Снимали “логово гения” за полночь, когда в ЦОКС давали электричество. В павильоне было к тому времени уже так холодно, что изо рта шёл морозный пар, и Эйзену пришлось играть самого себя с буквально затаённым дыханием: листать книгу, писать в блокноте — не дыша. Иначе вряд ли союзники поняли бы, почему Mr. Eisenstein живёт и трудится при минусовых температурах. Плёнки в запасе было ровно на один дубль, и его Эйзен отработал блестяще.
Для следующего сюжетца — работа над музыкой в паре с композитором — неделю искали нужный рояль по всем домам культуры и музеям, но ни английского, ни тем более американского инструмента не обнаружили. Пришлось потрудиться мосфильмовским бутафорам и превратить питерский Diederichs в заокеанского собрата. И Тису пришлось потрудиться — заснять рояль так, чтобы подлог не был бы заметен. Справились все, включая и героев кадра; впрочем, их главная задача снова была — затаить дыхание…
Так, едва дыша и целиком израсходовав скудные запасы целлулоида, Эйзен & Co собрали-таки рекламный ролик — пожалуй, самый недорогой из всех, что когда-либо видал Hollywood. И самый действенный: в результате было выделено Kodak аж на три серии с лихвою. Эйзен, который всегда славился перерасходом плёнки, эту самую лихву попросил увеличить максимально, ему пошли навстречу: please feel free to ask more, Mr. Eisenstein![14] [14]
■ Следующая задача была сложней — собрать актёров. Персонажей в картине было задумано множество, и каждый — яркий предельно и одновременно характерный. Ещё в “Алмалыке” Эйзен понял: он делает не фильм, но Фильм –— чтобы любой объект в кадре был бы не просто вещью или персонажем, а выражением своей архетипической сути. Пусть на экране будет не абы какой скоморох, а Скоморох — как его представляют в сказках. Не абы какая царица, а Царица — как её описали бы и Пушкин с Лермонтовым, да и любой начинающий поэт. Не абы какой опричник, а Опричник — символ пёсьей верности хозяину и такой же пёсьей жестокости… Для каждого героя Эйзен загадал исполнителя — как всегда не мелочась и возжелав только крупных артистов, только soviet stars, даже для второ- и третьестепенных линий. Дело было за малым — стянуть эти звёзды в единое огромное созвездие; пока же география их рассеяния — эвакуации — измерялась тысячами километров и покрывала весь юго-восток самой большой в мире страны.

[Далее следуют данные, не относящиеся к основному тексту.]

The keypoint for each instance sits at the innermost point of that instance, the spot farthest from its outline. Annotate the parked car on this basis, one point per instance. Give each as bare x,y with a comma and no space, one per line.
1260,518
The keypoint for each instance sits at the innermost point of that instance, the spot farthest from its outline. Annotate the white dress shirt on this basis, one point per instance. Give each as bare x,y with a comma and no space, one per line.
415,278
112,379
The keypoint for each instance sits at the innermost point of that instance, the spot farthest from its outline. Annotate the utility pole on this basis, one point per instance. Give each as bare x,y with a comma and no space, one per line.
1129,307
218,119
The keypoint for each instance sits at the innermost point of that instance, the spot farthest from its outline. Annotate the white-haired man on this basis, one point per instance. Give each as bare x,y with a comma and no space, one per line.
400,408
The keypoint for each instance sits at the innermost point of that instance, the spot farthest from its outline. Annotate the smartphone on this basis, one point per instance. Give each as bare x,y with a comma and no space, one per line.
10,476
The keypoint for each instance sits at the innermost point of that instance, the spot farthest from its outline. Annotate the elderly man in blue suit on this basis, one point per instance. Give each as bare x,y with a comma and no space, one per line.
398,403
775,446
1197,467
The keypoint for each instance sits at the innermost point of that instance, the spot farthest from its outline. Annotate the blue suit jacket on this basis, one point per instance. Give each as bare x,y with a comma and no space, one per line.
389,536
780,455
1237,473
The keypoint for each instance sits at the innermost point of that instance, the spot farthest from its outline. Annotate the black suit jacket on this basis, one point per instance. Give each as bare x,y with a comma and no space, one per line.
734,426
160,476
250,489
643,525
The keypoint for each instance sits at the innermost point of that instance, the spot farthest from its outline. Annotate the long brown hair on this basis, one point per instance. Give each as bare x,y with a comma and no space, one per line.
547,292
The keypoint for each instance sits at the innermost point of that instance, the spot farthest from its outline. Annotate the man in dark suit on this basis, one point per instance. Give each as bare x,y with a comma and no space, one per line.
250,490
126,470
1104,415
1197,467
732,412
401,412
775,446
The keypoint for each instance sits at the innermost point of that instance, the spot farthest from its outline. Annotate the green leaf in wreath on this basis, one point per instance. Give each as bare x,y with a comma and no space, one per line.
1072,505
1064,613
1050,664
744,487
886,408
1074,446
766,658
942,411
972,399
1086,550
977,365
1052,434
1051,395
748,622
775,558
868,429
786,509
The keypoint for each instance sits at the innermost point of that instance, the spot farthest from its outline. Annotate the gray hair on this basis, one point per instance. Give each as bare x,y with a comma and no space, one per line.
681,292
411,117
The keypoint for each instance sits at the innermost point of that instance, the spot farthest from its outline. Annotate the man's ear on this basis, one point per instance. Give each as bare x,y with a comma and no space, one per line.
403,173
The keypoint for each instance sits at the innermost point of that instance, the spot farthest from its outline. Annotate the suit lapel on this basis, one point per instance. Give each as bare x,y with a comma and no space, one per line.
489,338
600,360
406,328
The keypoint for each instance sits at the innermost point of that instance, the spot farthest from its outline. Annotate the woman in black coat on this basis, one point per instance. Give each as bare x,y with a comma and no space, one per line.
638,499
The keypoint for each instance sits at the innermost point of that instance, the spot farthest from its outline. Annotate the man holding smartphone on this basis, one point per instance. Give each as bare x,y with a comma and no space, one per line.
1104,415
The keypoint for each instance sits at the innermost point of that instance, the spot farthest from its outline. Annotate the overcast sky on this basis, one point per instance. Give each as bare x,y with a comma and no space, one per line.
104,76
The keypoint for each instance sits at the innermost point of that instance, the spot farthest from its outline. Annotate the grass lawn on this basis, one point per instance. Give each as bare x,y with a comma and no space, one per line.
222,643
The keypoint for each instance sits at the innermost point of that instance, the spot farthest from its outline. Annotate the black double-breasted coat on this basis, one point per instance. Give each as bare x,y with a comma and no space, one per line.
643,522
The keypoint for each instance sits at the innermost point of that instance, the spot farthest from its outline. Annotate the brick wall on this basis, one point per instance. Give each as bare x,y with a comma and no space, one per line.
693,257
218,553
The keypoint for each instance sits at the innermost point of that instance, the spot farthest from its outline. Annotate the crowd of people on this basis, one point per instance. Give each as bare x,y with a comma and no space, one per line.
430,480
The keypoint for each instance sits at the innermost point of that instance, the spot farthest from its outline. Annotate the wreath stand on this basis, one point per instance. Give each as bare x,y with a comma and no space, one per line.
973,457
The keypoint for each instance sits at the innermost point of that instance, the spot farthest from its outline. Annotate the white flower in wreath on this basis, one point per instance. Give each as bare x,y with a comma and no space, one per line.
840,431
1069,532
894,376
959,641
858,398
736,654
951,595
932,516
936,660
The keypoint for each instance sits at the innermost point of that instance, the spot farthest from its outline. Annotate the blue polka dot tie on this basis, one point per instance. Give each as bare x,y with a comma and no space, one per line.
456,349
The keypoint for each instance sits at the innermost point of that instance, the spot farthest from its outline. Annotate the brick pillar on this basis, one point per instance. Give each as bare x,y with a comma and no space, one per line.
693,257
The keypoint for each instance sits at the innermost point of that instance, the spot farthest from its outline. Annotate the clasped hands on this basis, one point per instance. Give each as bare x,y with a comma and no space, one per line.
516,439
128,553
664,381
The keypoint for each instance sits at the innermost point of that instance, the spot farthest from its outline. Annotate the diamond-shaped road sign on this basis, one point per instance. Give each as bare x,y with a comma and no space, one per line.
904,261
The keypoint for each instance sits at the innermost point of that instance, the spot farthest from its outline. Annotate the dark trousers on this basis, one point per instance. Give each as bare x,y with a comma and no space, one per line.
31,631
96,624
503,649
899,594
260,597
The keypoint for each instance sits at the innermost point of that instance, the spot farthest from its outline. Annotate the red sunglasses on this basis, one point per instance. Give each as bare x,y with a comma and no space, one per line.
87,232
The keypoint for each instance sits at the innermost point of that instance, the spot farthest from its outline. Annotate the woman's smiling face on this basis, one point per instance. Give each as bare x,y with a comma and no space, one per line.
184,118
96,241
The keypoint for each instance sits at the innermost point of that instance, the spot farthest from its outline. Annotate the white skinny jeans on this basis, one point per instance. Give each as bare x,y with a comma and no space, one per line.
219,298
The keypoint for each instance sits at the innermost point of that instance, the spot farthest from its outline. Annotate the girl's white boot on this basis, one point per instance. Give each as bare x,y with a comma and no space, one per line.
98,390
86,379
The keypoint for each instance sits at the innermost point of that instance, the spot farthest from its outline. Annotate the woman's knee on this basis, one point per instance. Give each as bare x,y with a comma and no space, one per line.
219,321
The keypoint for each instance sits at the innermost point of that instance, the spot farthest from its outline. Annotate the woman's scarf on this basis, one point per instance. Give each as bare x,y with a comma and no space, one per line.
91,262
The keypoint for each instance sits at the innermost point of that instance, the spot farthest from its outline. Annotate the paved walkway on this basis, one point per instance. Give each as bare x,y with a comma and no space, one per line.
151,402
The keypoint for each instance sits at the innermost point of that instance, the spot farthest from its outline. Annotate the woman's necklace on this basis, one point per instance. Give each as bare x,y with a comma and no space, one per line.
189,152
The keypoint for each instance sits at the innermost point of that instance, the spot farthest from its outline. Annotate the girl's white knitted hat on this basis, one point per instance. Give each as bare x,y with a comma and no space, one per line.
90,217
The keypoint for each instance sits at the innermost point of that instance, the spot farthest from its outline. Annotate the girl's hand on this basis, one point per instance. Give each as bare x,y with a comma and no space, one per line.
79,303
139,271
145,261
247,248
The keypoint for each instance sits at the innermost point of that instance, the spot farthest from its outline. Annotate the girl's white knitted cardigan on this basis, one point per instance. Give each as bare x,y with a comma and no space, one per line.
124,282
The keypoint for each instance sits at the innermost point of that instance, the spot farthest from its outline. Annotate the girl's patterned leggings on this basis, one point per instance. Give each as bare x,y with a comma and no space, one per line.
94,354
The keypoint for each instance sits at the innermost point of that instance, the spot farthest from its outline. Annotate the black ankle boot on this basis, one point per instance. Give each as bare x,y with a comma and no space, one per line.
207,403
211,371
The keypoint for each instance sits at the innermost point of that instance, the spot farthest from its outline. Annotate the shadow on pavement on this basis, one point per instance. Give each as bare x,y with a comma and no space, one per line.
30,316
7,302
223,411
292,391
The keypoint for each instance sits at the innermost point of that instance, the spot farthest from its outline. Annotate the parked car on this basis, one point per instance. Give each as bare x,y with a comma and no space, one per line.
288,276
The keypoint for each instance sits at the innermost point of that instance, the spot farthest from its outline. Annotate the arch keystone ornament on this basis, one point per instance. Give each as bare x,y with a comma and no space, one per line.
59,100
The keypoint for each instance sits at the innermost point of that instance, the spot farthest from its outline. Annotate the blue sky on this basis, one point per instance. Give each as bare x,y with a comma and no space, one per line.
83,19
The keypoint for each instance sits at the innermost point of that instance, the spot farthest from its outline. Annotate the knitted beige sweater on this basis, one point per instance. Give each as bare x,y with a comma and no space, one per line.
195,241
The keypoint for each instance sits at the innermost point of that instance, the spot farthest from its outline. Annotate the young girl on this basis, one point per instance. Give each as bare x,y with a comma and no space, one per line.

Где-то в Новосибирске нянчился с новорождённым сыном Черкасов — на экране пафосный Невский, а в жизни нежнейший отец и послушнейший муж. Этого можно выманить в Ату лишь с одобрения жены — и Эйзен пишет ей как “наиболее решающей инстанции” ворох страстных писем, и льстя, и рассыпаясь в комплиментах, и суля, и взывая к супружескому тщеславию.
Неподалёку, в каком-то сибирском госпитале, маялся чахоткой Мгебров. И Эйзен вызывает его, еле ходящего, с безапелляционным приказом “немедля ожить и явиться пред очи творца, то бишь режиссёра”, попутно организуя в Ате и лечение, и усиленное питание, и великанские дозы целительного кумыса.
А в Ташкенте скучала по большим ролям Раневская. Эта сама готова примчаться первым же поездом, но за неё Эйзен бьётся в ином измерении и с иным врагом: в лице актрисы начальство улавливает внезапно “следы семитизма” и упирается колом — не утверждает на роль, хоть кол на голове теши. И Эйзен тешет этот кол, и тешет, и тешет.